The court needs to be satisfied that the party making the claim has standing, and that it has jurisdiction to hear the application. As well, the court analyzes whether the application was made within an appropriate amount of time, and whether the parties have exhausted all avenues of recourse, including grievances and appeals. An application for judicial review does not automatically stop the administrative proceedings. In order to halt the proceedings, if they are ongoing, the applicant must also apply for a stay of proceedings.

=== Grounds ===

"Most administrative decisions can be reviewed in the courts for their reasonableness and procedural fairness: they must comply with the law and be made in a procedurally fair manner; and the reviewing process can be triggered by making an application for judicial review - writs don't come into it ... This involves some deference by the courts to the decision-makers: in determining whether the boundaries have been respected, the courts will give weight (sometimes significant weight) to the views of the decision makers in question ... [T]he idea that a privative clause can exclude an entire area from judicial oversight has long since been rejected: reasonableness and procedural fairness permeate all areas of public administration."

Certain grounds for judicial review are laid out in s. 18.1(4) of the Federal Courts Act. This section of the act also transfers authority over judicial review against any federal body from the provincial superior courts to the federal courts.

=== Standard of review ===

The standard of review is the degree of scrutiny applied by the courts to administrative action. Standard of review exists in two forms: correctness, and reasonableness. A third standard, patent unreasonableness, was abolished in Dunsmuir v New Brunswick. The framework for judicial review was revised in Canada (Minister of Citizenship and Immigration) v Vavilov, which "conclusively closes the door on the application of a contextual analysis to determining the applicable standard, and in doing so streamlines and simplifies the standard.”

All decisions are now presumed to be held to a standard of reasonableness. This presumption can be rebutted in two ways: 1) through clear legislative intent; or, 2) if the rule of law requires that the standard of correctness be applied. The rule of law can require that the standard of correctness be applied in regards to constitutional questions, general questions of law of central importance to the whole legal system, and questions regarding jurisdictional boundaries between administrative bodies.

==== Reasonableness ====
A review of reasonableness reflects the principle of judicial restraint but at the same time, remains a robust form of judicial review. When conducting a review of reasonableness, the court examines an administrative decision for its transparency, intelligibility and justification, and looks at whether the decision falls within a range of acceptable outcomes that are defensible in respect of the facts and the law.

==== Correctness ====
The correctness standard is applied when the courts give little deference to the administrative decision maker, and decide to review the decision in its entirety. When applying the correctness standard, the court carries out its own statutory analysis and arrive at its own understanding of how the issue should be decided.

=== Remedies ===
The remedies available to the courts when they are performing judicial review are all forms of injunction that originated with the early English prerogative writs. While monetary damages are common in private law, they are not a typical remedy of judicial review.

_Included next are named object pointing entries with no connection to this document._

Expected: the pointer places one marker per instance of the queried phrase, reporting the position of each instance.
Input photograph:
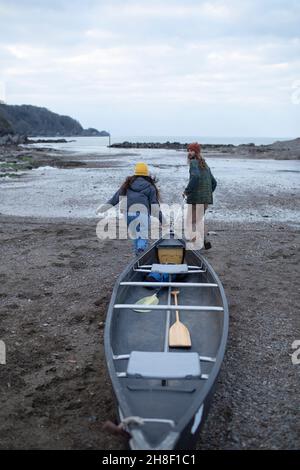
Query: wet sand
(56, 279)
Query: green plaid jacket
(201, 185)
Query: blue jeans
(139, 232)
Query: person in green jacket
(201, 184)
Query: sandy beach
(57, 278)
(56, 282)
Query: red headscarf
(194, 147)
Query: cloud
(141, 55)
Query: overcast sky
(210, 68)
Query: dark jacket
(141, 191)
(201, 185)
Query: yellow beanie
(141, 169)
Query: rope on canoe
(131, 420)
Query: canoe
(163, 394)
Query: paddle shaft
(175, 292)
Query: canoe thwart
(117, 357)
(168, 284)
(171, 307)
(170, 268)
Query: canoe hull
(174, 410)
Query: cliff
(35, 121)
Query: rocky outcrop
(35, 121)
(13, 139)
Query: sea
(249, 190)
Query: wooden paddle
(179, 335)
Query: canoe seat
(170, 268)
(163, 365)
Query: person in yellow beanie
(140, 189)
(141, 169)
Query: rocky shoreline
(15, 156)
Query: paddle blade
(149, 300)
(179, 336)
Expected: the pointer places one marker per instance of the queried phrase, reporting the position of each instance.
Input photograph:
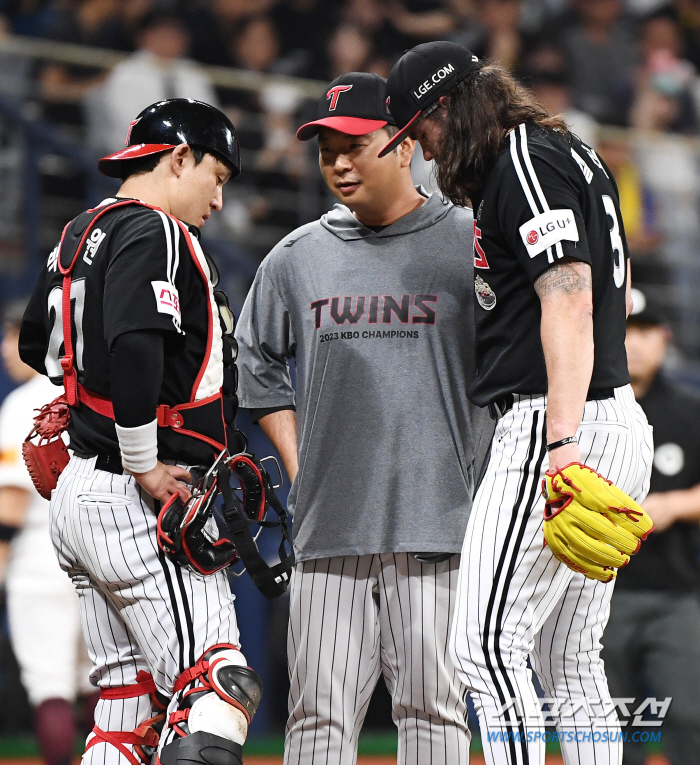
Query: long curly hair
(477, 116)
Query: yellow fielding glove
(591, 525)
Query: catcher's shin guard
(202, 749)
(217, 697)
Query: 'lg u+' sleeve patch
(547, 229)
(167, 299)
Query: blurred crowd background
(74, 73)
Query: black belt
(112, 463)
(500, 406)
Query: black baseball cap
(420, 77)
(167, 124)
(354, 103)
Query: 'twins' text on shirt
(409, 309)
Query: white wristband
(139, 446)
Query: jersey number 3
(77, 296)
(616, 242)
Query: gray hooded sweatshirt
(381, 326)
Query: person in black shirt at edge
(652, 641)
(126, 316)
(551, 284)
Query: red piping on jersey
(77, 393)
(210, 323)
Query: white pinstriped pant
(353, 618)
(516, 601)
(138, 610)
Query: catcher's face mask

"Even where a court has determined that a decision is unreasonable or procedurally unfair, it retains the power to refuse to grant a remedy, or to grant a remedy subject to conditions . . . [The] reviewing court that has quashed an administrative decision [may] "remit the matter to the decision-maker for reconsideration with the benefit of the court's reasons" . . . Remitting the matter will "most often" be the appropriate course of action, as "the legislature has entrusted the matter to the administrative decision maker, and not the court, to decide.""

=== Limits ===
"When an applicant brings an application for judicial review, a judge must consider the application: that is, at a minimum, the judge must determine whether judicial review is appropriate. If, in considering the application, the judge determines that one of the discretionary bases for refusing a remedy is present, they may decline to consider the merits of the judicial review application. The judge also has the discretion to refuse to grant a remedy, even if they find that the decision under review is unreasonable."

== Legislation ==
The jurisdiction of the application for judicial review determines which governing legislation will be used. The Federal Court has exclusive jurisdiction over relief against federal boards, commissions, or other tribunals. The superior courts in each province, governed by rules of civil procedure, have exclusive jurisdiction for judicial review of decisions of provincial administrative agencies.

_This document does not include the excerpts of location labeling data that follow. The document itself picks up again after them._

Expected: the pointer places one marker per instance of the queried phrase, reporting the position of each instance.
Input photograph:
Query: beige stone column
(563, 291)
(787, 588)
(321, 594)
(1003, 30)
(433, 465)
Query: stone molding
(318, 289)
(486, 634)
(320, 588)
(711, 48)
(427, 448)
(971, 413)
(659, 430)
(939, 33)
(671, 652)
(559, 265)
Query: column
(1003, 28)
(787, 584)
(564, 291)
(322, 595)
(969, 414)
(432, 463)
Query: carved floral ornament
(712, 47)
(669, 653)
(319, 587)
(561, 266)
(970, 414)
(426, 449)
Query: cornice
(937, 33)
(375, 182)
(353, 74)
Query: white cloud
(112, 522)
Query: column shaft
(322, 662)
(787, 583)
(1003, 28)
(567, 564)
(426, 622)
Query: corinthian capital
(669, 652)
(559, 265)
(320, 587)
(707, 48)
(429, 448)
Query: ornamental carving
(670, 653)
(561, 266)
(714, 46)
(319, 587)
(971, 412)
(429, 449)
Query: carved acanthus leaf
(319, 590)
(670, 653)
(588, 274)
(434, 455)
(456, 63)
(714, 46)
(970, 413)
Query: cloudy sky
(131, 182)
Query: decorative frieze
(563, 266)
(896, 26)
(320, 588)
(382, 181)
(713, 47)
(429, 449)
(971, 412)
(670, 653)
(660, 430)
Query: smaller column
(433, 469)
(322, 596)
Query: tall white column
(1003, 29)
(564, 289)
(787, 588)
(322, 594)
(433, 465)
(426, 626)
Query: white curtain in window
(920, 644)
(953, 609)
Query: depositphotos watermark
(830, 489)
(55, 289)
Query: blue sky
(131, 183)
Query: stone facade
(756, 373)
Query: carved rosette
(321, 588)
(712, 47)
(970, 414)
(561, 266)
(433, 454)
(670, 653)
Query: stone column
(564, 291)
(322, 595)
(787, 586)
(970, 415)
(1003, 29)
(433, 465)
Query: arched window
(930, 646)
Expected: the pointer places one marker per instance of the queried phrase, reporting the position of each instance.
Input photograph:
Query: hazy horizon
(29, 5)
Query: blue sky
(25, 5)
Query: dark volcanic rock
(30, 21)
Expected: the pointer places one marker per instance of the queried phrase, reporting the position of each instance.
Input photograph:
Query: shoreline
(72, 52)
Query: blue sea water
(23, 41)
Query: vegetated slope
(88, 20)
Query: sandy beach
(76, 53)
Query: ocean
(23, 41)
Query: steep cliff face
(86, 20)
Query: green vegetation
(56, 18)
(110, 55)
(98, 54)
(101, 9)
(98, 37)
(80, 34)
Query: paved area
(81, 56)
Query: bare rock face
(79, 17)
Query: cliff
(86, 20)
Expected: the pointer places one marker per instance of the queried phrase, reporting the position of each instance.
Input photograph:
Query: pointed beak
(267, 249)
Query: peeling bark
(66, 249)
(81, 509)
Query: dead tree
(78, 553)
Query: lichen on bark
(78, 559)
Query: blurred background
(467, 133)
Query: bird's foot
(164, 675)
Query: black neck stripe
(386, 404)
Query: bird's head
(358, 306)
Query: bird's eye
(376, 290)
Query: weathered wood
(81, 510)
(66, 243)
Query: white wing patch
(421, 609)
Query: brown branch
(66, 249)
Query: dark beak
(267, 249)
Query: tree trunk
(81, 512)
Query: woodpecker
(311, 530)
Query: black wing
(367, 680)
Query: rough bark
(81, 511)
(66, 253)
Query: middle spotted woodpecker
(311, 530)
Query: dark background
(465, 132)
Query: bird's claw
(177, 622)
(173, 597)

=== The Federal Courts Act ===
The Federal Courts Act, and the concurrent Federal Courts Rules govern any application for judicial review in the federal courts. The source of this power can be found in s. 28 of the Federal Courts Act, which provides that the Federal Court of Appeal is the appropriate venue for judicial review of decisions by federal boards and tribunals. In the federal courts, there is a specific 30 day time limitation with which to make an application for judicial review, which can be found in s.18.1(2).

=== British Columbia's Judicial Review Procedure Act and Administrative Tribunals Act ===
This British Columbia legislation governs the superior courts judicial review of administrative tribunals' decisions. The Act only has twenty-one sections, but each contains important provisions for applications for judicial review in British Columbia. When considering the Act, it is important to remember that other legislation impacts it, such as the Administrative Tribunal Act, which creates a 60 day time limit for judicial review. This directly affects s. 11 of the Act, and the court in Braut v Johnson determined that the 60 day limitation period governs, where the applicant has not shown that they have: 1) serious grounds for relief; 2) a reasonable explanation for the delay in application; and, 3) no substantial prejudice or hardship will result to a person affected by the delay.

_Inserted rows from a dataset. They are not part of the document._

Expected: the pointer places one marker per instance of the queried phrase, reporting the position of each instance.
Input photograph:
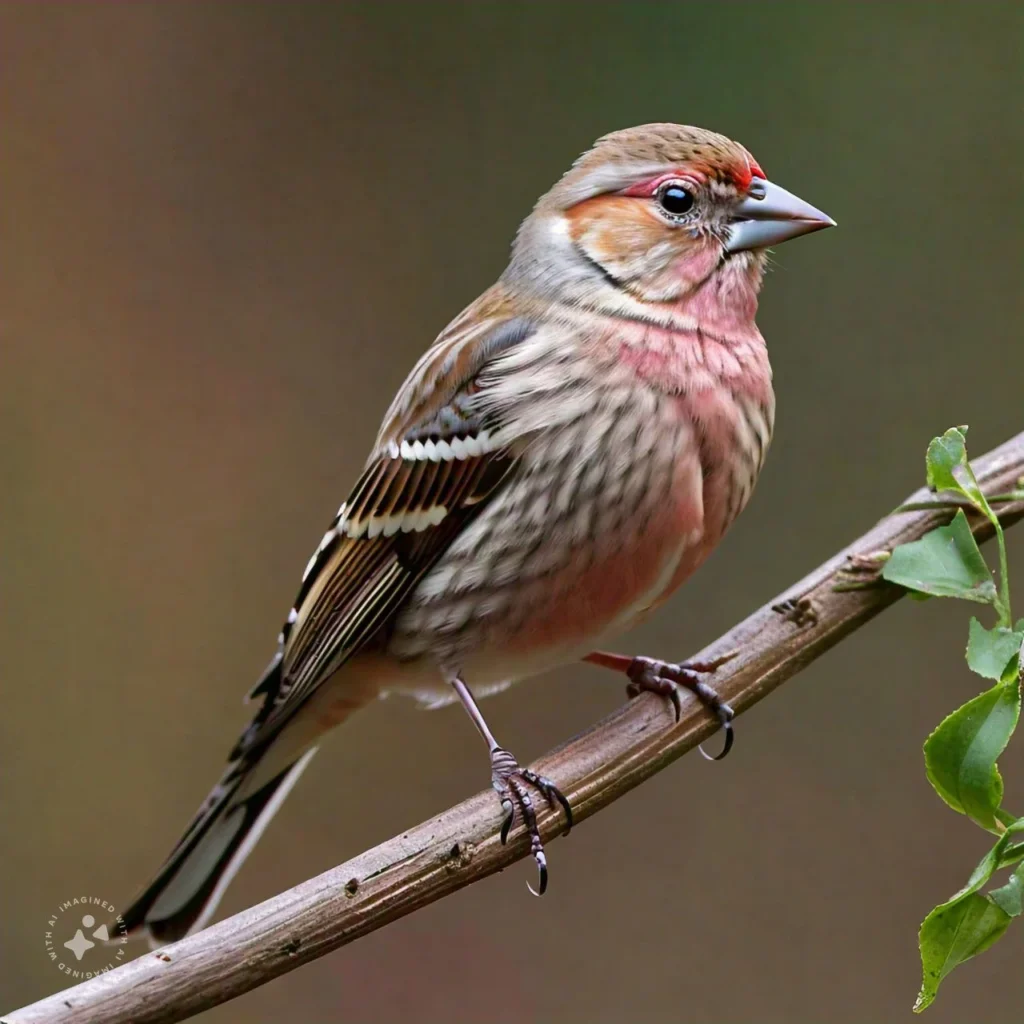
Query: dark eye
(674, 199)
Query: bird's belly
(556, 566)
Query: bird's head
(660, 213)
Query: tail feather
(185, 893)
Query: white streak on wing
(310, 564)
(440, 451)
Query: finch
(566, 453)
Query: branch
(461, 845)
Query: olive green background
(227, 231)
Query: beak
(770, 215)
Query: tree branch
(461, 845)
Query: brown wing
(434, 467)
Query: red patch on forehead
(743, 175)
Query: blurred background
(228, 229)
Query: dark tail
(185, 893)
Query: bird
(566, 453)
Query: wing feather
(433, 468)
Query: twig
(461, 845)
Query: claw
(666, 680)
(725, 717)
(511, 783)
(542, 863)
(509, 809)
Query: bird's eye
(675, 200)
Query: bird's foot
(512, 785)
(666, 679)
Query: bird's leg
(664, 678)
(511, 783)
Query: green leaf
(1010, 898)
(945, 562)
(970, 922)
(994, 653)
(953, 933)
(961, 754)
(946, 466)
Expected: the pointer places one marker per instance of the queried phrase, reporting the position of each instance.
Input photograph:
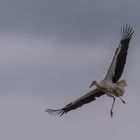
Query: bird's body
(112, 89)
(110, 85)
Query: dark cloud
(50, 50)
(68, 20)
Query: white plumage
(110, 85)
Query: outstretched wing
(116, 68)
(87, 98)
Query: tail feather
(55, 112)
(122, 83)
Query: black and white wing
(87, 98)
(116, 68)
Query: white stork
(110, 84)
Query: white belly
(112, 89)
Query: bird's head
(92, 84)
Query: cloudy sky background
(50, 51)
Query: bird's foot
(111, 113)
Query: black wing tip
(54, 112)
(126, 32)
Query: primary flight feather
(110, 85)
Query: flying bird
(110, 85)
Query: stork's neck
(97, 85)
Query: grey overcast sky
(50, 51)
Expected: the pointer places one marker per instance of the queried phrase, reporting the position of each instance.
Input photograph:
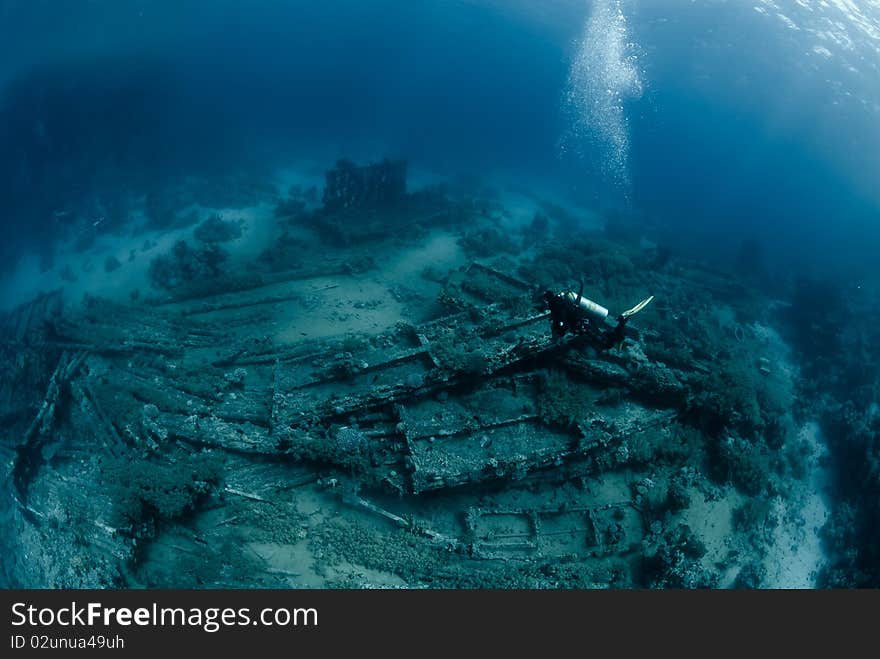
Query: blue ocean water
(718, 121)
(742, 133)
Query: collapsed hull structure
(177, 443)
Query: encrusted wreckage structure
(177, 443)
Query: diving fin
(641, 305)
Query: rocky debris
(217, 230)
(471, 449)
(184, 264)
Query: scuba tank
(595, 311)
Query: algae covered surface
(363, 416)
(336, 294)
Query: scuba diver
(571, 312)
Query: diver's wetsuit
(566, 316)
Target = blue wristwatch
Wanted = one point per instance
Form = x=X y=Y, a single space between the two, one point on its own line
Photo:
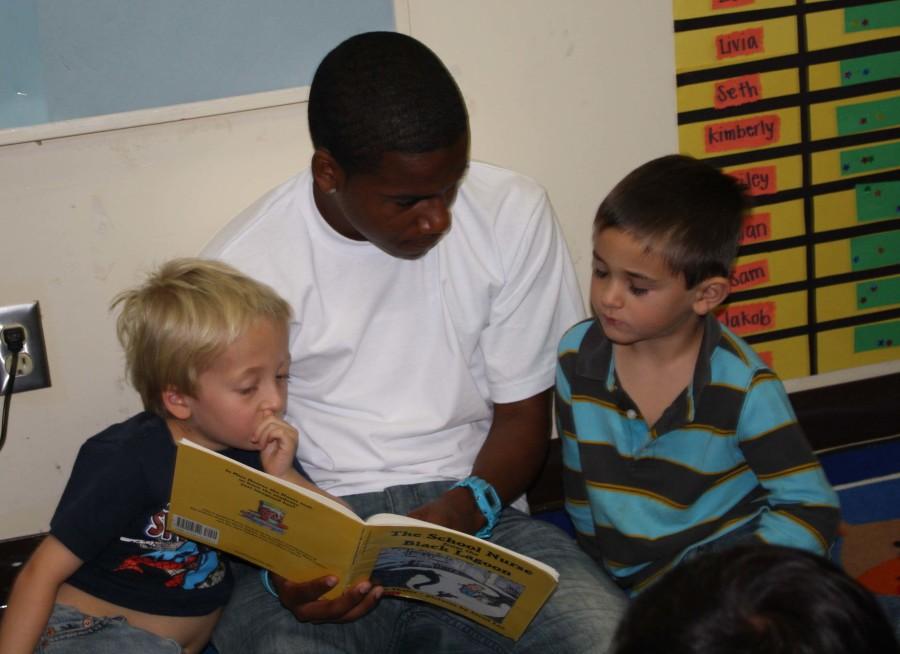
x=487 y=500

Other important sections include section 1, which defines the terms and parties included in judicial review, and states that all relevant judicial review must take place in the Supreme Court of British Columbia. Section 5 allows the court to send back any part of the decision for reconsideration, whether it be the whole or the part. Section 18 abolishes the quo warranto remedy, and section 12 addresses the writs of mandamus, prohibition, and certiorari, which are not issued.

=== Ontario Judicial Review Procedure Act ===

In Ontario, the JRPA governs the mechanism of judicial review.

== Criticisms ==
Judicial review of administrative actions is a controversial part of Canadian law. Proponents of judicial review argue that it is a mechanism that forces governments to act within their statutory limits. Another common justification for judicial review is that administrative tribunals perform functions similar to the courts, and should therefore be subject to the same procedural safeguards.

Critics of judicial review argue that allowing the judiciary to review decisions, and ultimately change outcomes, of decisions made by elected representatives is undemocratic. A second issue regarding judicial review that is frequently criticized is the administrative law's inability to adapt quickly. This is particularly prevalent when considering the increase of private contracting taking place in public institutions. Scholars have stated that if the administrative law does not adapt to this change, then courts' abilities to judicially review the decisions of administrative bodies will not be as strong.